A robust frame element with cyclic plasticity and local joint effects

Abstract

A robust elasto-plastic element is developed for analysis of frame structures. The element consists of a beam member with end joints with properties permitting representation of the effect of section forces in adjoining members, like axial forces. By use of the equilibrium formulation the deformations of beam member, plastic hinges and joints become additive and can be expressed in explicit form. The plastic deformations of the beam and the joints are represented by separate plastic mechanisms, described by the same generic cyclic plasticity format. This format is defined by an energy function, a yield surface, and a plastic flow potential for each plastic mechanism. In the cyclic plasticity model each component is characterized by the elastic stiffness, the yield capacity, the additional flexibility at initial yield, the ultimate capacity and a shape parameter describing the curvature of the hysteresis curve. The yield surface is represented by a recently developed generic format, combining the section forces into a homogeneous function of degree one and permitting smooth transition between regions with large and more moderate curvature.

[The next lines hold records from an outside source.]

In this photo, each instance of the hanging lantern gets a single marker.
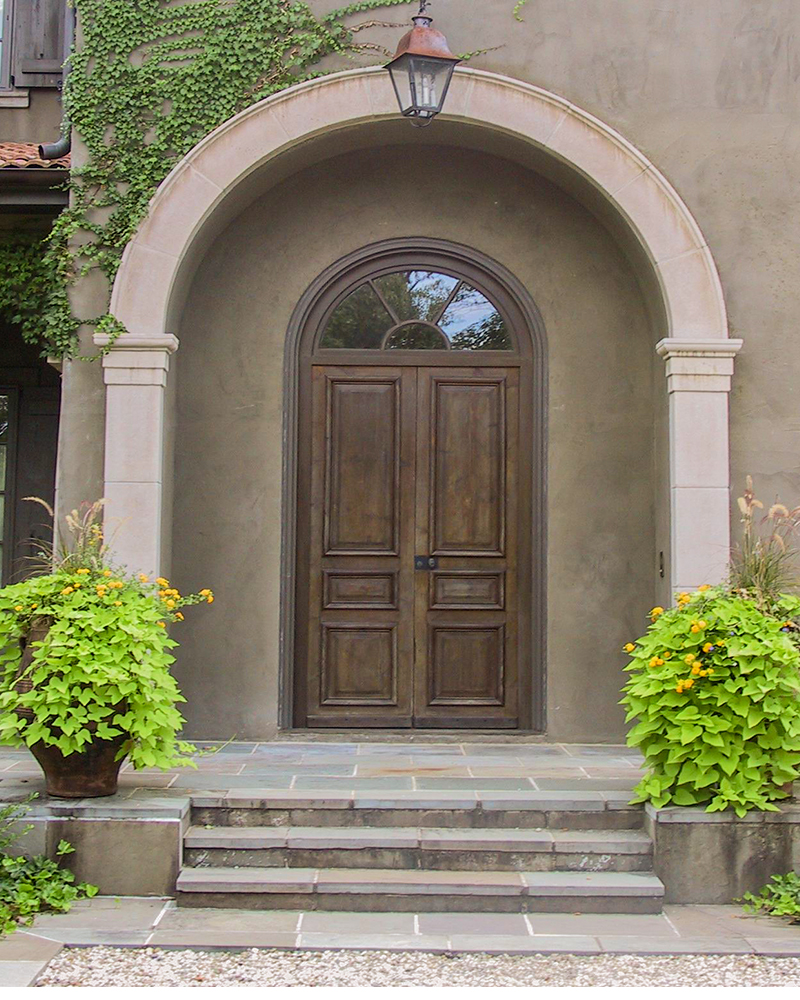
(422, 69)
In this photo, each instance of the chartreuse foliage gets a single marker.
(102, 669)
(31, 885)
(714, 686)
(780, 897)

A robust return algorithm of approximately second order is developed, using a mid-step state to obtain representative information about the return path. The element is implemented in a co-rotational large-deformation computer program for frame structures. The formulation is illustrated by application to a couple of typical offshore frame structures, and comparison of different representations of the plastic effects illustrates the importance of a robust element with realistic representation of the cyclic plastic mechanisms.